Efforts to Stop the Plague
Although the government had medical workers try to prevent the plague, it persisted. Most medical workers quit and journeyed away because they feared catching disease themselves.
“When the government acts to prevent or control a calamity, but the calamity persists, people turn to cures. Many believed that the disease was transmitted upon the air, probably because the smell from the dead and dying was so awful. So, the living turned to scents to ward off the deadly vapors. People burned all manner of incense: juniper, laurel, pine, beech, lemon leaves, rosemary, camphor and sulfur. Others had handkerchiefs dipped in aromatic oils, to cover their faces when going out. Another remedy was the cure of sound. Towns rang church bells to drive the plague away, for the ringing of town bells was done in crises of all kinds. Other towns fired cannons, which was new and made a comfortingly loud ding. There were no ends to talismans, charms, and spells that could be purchased from the local wise woman or apothecary. Many people knew of someone’s friend or cousin who had drank elderberry every day, or who had worn a jade necklace, and who had survived the dreaded disease.” (Knox, pg. 10)

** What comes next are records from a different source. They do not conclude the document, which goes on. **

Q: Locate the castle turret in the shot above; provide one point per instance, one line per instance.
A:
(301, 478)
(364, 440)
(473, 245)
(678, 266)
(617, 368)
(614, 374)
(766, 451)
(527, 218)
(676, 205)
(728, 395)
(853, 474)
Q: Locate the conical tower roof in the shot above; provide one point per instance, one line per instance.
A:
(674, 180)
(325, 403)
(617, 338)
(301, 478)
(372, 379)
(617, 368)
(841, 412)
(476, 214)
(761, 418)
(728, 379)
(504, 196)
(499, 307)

Some methods did work. “Cities were hardest hit and tried to take measures to control an epidemic no one understood. In Milan, to take one of the most successful examples, city officials immediately walled up houses found to have the plague, isolating the healthy in them along with the sick. Venice took sophisticated and stringent quarantine and health measures, including isolating all incoming ships on a separate island. But people died anyway, though fewer in Milan and Venice than in cities that took no such measures. Pope Clement VI, living at Avignon, sat between two large fires to breath pure air. The plague bacillus actually is destroyed by heat, so this was one of the few truly effective measures taken.”